If you prefer sole or primary control over your business and its operations, a sole proprietorship or an LLC could be the right fit. You can also negotiate similar control in a partnership agreement.

A corporation is designed to have a board of directors responsible for making major decisions that steer the company. While initially, a single person can control a corporation, as it expands, there’s a growing need to operate it as a board-directed entity. Even for a small corporation, rules typically applied to larger organizations, like keeping records of every significant decision impacting the company, still hold.

Capital Investment

If you need to obtain outside funding from an investor, venture capitalist, or bank, you may be better off establishing a corporation. Corporations have an easier time obtaining outside funding than sole proprietorships.

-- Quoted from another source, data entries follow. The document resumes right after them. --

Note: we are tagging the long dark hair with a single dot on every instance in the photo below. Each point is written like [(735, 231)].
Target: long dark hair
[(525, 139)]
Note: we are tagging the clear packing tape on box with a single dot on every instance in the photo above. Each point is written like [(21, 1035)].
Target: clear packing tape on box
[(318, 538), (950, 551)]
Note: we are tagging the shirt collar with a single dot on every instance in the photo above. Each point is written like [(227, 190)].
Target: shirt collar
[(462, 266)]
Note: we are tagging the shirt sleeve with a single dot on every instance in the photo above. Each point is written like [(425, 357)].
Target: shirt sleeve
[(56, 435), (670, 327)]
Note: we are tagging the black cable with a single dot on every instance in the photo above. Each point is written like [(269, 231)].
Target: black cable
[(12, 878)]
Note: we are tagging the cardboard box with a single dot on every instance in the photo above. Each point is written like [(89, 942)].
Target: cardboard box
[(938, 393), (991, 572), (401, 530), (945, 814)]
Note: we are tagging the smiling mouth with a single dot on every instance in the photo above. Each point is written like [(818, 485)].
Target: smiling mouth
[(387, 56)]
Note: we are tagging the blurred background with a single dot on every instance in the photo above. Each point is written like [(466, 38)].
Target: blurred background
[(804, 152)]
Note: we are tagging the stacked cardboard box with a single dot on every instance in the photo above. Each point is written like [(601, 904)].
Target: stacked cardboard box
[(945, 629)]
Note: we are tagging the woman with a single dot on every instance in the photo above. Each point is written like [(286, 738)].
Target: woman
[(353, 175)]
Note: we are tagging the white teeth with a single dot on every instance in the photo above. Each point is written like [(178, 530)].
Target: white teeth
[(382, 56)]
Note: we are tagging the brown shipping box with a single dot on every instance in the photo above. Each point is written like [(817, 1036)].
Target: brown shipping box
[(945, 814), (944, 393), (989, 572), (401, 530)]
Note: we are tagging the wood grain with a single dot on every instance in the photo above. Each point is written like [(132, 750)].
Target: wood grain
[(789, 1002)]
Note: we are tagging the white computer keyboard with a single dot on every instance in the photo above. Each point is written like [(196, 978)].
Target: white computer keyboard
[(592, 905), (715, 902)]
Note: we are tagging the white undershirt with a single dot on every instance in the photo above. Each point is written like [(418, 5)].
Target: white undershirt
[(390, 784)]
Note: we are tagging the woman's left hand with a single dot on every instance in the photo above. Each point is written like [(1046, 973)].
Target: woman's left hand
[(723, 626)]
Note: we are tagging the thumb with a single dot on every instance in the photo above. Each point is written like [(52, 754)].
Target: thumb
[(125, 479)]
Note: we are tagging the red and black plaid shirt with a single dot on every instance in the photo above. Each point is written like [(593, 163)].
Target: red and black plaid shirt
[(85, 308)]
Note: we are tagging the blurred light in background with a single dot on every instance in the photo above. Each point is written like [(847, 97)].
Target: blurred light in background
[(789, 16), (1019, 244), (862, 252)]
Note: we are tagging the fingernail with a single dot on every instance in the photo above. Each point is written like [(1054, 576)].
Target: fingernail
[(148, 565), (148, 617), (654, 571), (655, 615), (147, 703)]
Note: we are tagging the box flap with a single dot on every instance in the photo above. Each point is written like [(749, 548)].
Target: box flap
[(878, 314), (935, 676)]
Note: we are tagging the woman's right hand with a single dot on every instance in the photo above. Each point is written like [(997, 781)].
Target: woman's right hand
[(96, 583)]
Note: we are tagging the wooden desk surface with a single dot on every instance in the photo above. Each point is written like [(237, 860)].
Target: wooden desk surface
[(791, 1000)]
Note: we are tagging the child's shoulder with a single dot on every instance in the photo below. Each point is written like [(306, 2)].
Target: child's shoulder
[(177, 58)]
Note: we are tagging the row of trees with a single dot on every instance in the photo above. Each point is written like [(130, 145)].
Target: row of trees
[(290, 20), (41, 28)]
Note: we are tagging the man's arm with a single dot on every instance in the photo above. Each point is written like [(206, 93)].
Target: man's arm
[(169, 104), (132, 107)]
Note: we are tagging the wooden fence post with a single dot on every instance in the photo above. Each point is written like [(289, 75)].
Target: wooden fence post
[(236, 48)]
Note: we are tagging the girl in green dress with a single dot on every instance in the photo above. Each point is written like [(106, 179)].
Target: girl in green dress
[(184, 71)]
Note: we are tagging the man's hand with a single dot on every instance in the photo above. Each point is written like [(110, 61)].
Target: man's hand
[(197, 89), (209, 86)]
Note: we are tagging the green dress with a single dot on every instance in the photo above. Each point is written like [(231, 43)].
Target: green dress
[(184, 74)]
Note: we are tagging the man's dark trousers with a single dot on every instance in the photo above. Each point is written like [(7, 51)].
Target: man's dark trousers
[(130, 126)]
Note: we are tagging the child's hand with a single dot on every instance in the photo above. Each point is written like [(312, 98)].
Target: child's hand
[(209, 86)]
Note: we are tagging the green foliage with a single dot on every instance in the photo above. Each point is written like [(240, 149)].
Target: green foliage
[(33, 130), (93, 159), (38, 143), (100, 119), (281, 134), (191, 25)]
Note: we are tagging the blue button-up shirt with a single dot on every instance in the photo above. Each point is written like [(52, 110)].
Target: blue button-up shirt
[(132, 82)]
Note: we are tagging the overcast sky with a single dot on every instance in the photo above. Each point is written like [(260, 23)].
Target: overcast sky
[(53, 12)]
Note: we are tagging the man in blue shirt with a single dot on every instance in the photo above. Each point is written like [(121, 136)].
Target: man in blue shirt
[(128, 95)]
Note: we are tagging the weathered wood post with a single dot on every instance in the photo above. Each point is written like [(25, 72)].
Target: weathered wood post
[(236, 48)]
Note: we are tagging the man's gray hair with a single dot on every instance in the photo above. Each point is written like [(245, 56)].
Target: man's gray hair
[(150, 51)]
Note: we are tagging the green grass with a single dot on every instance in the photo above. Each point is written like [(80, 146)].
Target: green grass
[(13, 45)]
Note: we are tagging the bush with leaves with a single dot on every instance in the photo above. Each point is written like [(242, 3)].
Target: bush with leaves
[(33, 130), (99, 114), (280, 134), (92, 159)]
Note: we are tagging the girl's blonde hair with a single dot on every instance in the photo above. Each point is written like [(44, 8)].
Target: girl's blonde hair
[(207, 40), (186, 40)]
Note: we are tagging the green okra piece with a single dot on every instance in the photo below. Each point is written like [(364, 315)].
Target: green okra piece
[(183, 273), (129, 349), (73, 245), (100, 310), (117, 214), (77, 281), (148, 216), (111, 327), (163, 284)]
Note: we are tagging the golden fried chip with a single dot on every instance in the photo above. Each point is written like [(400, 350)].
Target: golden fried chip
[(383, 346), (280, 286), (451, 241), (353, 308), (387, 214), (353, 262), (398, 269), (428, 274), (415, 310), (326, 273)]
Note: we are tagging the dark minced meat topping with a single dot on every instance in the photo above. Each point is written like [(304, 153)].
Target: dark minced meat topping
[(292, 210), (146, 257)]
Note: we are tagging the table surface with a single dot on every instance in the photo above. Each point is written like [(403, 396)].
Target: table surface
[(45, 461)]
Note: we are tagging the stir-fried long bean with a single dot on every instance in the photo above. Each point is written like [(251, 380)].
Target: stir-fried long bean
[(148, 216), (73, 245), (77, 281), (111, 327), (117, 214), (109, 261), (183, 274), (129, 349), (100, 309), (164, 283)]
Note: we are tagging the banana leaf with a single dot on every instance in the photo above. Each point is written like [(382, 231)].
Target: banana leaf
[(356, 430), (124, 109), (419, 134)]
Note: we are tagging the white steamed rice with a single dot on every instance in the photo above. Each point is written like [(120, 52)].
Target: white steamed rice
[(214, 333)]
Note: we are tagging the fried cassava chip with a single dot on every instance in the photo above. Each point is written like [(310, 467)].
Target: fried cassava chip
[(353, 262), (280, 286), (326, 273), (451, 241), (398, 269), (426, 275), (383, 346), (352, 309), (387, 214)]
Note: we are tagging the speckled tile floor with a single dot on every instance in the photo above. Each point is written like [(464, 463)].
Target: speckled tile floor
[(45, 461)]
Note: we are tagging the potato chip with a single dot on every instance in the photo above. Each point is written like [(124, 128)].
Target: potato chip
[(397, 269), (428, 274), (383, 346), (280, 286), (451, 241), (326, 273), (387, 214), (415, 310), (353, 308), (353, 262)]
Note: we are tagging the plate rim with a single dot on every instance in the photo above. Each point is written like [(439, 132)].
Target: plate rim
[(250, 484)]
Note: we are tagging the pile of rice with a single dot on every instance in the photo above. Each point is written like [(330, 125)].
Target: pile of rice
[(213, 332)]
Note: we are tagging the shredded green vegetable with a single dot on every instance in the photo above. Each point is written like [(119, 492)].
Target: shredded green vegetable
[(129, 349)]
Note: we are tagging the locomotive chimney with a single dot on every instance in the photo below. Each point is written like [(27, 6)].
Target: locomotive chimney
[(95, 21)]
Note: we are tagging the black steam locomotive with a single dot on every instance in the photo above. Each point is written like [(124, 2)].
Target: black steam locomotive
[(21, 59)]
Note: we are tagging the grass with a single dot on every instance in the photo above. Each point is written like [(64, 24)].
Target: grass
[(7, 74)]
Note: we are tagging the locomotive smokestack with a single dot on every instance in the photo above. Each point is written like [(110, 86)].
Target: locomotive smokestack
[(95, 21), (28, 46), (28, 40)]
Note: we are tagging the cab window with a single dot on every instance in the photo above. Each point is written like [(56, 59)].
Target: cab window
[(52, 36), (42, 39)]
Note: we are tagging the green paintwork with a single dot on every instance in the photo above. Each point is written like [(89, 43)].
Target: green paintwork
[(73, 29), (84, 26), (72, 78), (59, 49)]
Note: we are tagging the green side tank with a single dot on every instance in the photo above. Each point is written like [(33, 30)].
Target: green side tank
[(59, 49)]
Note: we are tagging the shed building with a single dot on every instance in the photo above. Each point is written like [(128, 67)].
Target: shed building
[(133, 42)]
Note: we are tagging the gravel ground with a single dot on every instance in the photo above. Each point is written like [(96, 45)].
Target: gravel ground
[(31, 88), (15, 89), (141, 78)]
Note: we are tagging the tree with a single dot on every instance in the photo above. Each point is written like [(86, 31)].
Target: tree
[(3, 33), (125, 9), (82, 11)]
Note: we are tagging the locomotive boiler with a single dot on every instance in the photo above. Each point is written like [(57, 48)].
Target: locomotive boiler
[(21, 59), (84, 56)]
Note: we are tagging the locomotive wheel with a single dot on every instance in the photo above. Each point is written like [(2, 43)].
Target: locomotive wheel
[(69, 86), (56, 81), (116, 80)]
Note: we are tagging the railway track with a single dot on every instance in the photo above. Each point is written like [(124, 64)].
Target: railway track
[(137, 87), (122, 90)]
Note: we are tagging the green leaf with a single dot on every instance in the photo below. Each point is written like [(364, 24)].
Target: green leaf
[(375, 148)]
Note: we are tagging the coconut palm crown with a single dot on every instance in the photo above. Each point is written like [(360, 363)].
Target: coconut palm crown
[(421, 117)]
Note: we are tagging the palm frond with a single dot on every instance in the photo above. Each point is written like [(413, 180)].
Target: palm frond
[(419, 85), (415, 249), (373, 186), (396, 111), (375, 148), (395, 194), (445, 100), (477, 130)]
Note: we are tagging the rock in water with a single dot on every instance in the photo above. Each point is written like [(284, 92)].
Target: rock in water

Corporations can sell shares of stock and secure additional funding for growth, while sole proprietors can obtain funds only through their personal accounts, using their personal credit or taking on partners. An LLC can face similar struggles, although, as its own entity, it’s not always necessary for the owner to use their personal credit or assets.

Licenses, Permits, and Regulations

Besides legally registering your business entity, you might need specific licenses and permits to operate. Depending on your business type and activities, you might require licensing at the local, state, and federal levels.

“States have different requirements for various business structures,” Friedman explained. “Depending on your location, there might be distinct requirements at the municipal level too. When selecting your structure, consider the state and industry you’re in. It’s not a ‘one size fits all’ scenario, and businesses may not be aware of what applies to them.

The structures discussed here are applicable only to for-profit businesses. If after your research you’re still uncertain about which business structure suits you best, Friedman suggests consulting with a business law specialist.